Open headius opened 1 year ago
Great!
The Java implementation is available at https://repo.maven.apache.org/maven2/org/apache/arrow/ . Does JRuby have a standard way to install Java packages that are available in a Maven repository?
I'm not familiar with the Java implementation API yet but we'll be able to wrap the API step by step.
I think that we should wrap ValueVector
https://arrow.apache.org/docs/java/vector.html as Arrow::Array
as the first step.
Would using FFI work for this? If so it would be a single implementation/binding instead of multiple.
FFI doesn't work...
If we use https://github.com/mvz/gir_ffi instead of https://github.com/ruby-gnome/ruby-gnome/tree/master/gobject-introspection only for non-CRuby implementations, we may be able to use Apache Arrow C++ as the bindings target.

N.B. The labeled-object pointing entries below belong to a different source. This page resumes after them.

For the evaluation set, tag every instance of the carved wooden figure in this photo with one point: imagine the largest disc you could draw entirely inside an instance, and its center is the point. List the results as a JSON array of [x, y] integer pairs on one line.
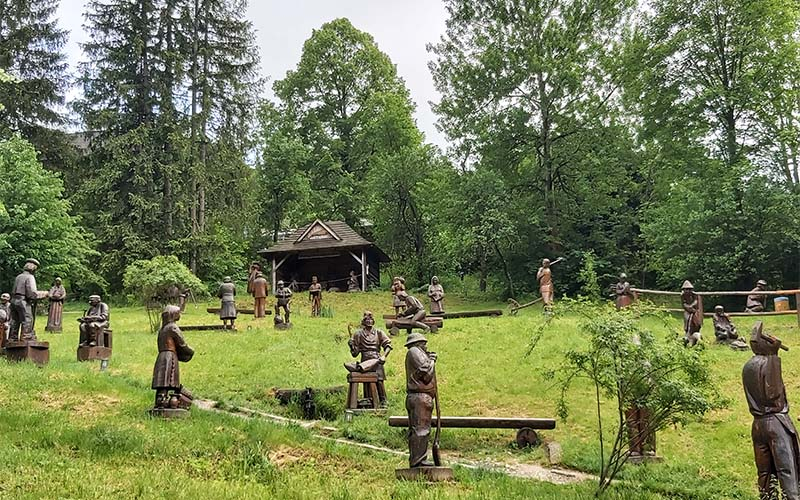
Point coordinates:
[[436, 294], [57, 296], [315, 296], [775, 445], [172, 399]]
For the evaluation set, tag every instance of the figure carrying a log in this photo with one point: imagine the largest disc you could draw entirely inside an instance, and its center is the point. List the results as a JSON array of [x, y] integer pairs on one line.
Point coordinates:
[[421, 391], [398, 285], [545, 277], [756, 301], [436, 294], [57, 296], [315, 296], [227, 296], [692, 314], [93, 323], [260, 287], [368, 341], [775, 443], [171, 396]]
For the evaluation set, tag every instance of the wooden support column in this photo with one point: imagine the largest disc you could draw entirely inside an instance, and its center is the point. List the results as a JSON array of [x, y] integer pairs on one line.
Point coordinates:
[[274, 273], [363, 270]]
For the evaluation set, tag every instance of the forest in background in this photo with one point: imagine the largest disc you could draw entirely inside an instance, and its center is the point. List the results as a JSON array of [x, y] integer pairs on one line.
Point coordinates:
[[660, 139]]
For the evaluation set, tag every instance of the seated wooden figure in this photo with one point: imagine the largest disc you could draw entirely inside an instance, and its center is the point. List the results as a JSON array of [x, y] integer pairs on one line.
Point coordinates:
[[95, 337], [368, 341], [413, 316], [756, 301], [172, 399]]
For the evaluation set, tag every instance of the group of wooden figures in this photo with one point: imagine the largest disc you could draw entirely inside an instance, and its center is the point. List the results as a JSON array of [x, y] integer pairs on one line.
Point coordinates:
[[724, 330], [18, 338], [775, 440]]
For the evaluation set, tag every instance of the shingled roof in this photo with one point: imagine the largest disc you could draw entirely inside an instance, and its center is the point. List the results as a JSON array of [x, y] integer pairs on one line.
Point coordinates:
[[319, 235]]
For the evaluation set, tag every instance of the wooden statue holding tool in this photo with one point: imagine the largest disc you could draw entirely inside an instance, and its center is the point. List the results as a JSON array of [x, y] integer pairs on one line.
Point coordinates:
[[422, 395]]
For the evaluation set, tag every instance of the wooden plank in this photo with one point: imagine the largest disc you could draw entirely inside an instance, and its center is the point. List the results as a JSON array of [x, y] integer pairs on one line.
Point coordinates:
[[460, 314], [199, 328], [742, 314], [215, 310], [720, 294], [404, 322], [482, 422]]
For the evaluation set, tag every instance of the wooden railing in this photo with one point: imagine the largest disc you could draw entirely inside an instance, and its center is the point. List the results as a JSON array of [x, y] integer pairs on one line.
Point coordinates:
[[776, 293]]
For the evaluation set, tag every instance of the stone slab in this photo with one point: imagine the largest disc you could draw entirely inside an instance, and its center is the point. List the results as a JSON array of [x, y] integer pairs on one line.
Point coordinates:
[[33, 350], [87, 353], [168, 412], [429, 474]]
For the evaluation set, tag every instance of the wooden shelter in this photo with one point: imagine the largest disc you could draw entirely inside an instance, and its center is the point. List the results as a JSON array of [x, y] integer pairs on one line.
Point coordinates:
[[328, 250]]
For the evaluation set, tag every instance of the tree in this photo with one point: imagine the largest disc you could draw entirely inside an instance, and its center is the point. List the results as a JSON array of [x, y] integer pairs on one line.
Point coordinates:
[[521, 84], [31, 50], [625, 363], [158, 281], [284, 187], [35, 220], [163, 178], [333, 96]]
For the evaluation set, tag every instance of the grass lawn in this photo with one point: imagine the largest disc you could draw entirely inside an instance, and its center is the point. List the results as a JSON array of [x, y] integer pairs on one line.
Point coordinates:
[[70, 431]]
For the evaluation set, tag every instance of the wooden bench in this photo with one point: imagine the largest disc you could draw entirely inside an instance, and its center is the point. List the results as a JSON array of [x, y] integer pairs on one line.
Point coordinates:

I am working on an example using the Java implementation! I'll have something to show you shortly.
FYI I don't know whether to file this but the documentation on the Java impl is out of date; it shows installing 9.0.0 and then uses classes like RootAllocator that do not appear to exist in that version. The javadocs seem to point at 12.0.0 so I'm trying that.
Oh actually the docs just show arrow-memory-netty but the RootAllocator and other classes are in arrow-memory (which probably gets installed as a dependency?) I just need to know the actual jars to load in JRuby. Getting close.
We should update outdated documents. Could you open a separate issue for it with the outdated document's URL?
BTW, https://arrow.apache.org/cookbook/java/ may help you.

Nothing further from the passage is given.